Bir Olmak

17 2 0
                                    

Bir ben Elis'e bakıyordum bir de o bana. Elis benden daha dobra olduğundan lafa atıldı. Ama ben bile onun ilk defa bu denli zorlandığına şahit oluyordum.
-"Kızlar. Biricik kardeşlerimiz."
Girişi bile duygusalsa devamını hayal dahi edemiyordum doğrusu.
-" Biz bir özel okuldan burs kazandık."
Herkes hep bir ağızdan sevinç çığlıkları atıyordu.
Biz hariç.
Çünkü 17 yıllık hikayenin sonunu bir tek biz biliyorduk.
Ve devam etme sırası bendeydi.
-" Ama buradan taşınmak şartıyla."
Herkes sustu... Birbirimize dolu gözlerle bakıyor susarak gözlerimizle konuşuyorduk. Bu sefer de pınarlarımız ağlarken sarılıyorduk. Ve bu ilk defa bu kadar ciddi bir mesele oluyordu.
Yaklaşık yarım saat sonra olayın şoku yeni atlatılmışken herkes ranzalarına çekilmiş hem bize bakıyor hem de bizi dinliyordu. Olanları bir bir anlatıyorduk. Yarın bu yuvamızdan uçup gidecektik. Başka bir yuvanın istenmeyen kuşları olacaktık belki de. Belki de o yuvaya can olacaktık. Yavaşça kalkıp toplanmaya başladık. Bu gece hiçbirimizi uyku tutmadı. Hep birlikte eski ve güzel anılarımızı yad ettik.

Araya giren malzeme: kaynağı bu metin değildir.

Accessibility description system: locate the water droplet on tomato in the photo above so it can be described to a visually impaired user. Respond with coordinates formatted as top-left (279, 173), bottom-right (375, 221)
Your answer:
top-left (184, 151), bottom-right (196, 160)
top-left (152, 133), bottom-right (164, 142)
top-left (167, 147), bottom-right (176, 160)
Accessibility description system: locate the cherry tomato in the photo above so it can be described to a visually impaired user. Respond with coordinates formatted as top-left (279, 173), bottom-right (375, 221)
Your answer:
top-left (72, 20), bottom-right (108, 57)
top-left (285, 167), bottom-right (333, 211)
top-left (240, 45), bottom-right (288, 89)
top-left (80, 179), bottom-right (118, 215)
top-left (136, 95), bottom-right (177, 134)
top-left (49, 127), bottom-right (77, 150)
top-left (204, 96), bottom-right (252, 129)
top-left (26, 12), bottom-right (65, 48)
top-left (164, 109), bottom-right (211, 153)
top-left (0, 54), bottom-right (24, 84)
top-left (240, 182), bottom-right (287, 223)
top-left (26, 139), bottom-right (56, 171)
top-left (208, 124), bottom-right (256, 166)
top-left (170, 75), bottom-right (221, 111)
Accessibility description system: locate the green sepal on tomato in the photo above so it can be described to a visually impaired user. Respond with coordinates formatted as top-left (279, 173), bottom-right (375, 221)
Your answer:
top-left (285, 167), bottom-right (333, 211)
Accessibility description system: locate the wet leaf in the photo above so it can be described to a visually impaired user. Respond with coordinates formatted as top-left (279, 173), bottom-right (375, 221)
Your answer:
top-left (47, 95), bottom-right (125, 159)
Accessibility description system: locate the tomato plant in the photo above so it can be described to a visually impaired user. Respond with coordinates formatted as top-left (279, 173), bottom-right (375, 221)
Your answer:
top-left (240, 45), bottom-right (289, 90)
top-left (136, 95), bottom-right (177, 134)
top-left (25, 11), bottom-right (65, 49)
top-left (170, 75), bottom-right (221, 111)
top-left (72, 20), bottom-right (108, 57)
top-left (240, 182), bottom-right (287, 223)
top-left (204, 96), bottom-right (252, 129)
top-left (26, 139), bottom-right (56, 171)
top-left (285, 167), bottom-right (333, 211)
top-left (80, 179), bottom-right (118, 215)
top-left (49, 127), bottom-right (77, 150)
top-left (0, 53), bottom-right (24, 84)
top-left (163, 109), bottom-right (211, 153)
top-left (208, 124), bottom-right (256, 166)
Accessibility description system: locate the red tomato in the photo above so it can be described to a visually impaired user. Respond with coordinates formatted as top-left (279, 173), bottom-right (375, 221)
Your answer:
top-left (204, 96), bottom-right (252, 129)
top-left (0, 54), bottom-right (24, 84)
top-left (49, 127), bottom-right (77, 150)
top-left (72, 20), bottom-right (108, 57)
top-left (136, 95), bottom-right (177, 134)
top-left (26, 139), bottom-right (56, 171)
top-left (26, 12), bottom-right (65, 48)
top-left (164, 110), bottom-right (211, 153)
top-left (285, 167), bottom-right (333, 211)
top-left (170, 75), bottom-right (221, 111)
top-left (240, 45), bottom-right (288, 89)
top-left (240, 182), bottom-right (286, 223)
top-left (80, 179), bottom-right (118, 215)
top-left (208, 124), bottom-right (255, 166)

-" Bir dakika bir dakika! Şeyi hatırlıyor musunuz?"
-" Neyi?"
-" Hani bir gün içeri kaçak su kaynatıcısı sokmuştuk da makarna yaparken az daha tüm yetimhaneyi yakıyorduk, hatırladınız mı?"
Hep birlikte gülüşüyorduk. Bu geceyi de böyle sabah etmiştik. Sabah saat altı buçuğu bulmuştu. Saat yedide bir araç bizi buradan almak üzere gelecekti. Son bir kere doyasıya sarıldık. Son anda yetimhane kapısından çıkmadan bir pakette hediye aldık. Bunu veren de on yaşındaki Zehra'ydı. Paketin üstünde bir de not vardı. "Lütfen oraya gidince açın ve bizi asla unutmayın."
Bir korna sesiyle dışarı çıktık. Ellerimizdeki kutuları bagaja koyup son kez el salladım kardeşlerime. Doyasıya baktım yuvama... Ve Macide Anne... Ona da son bir kez sarılıp ayrıldık buradan. Hem çocukluğum hem de gençliğim geçmişti burada. Arabaya binip camı açarak veda ettim yuvama. Ve düşünmeden edemedim. Acaba, acaba gerçekten bir evim olsaydı oradan ayrılmak da bu kadar zor gelir miydi?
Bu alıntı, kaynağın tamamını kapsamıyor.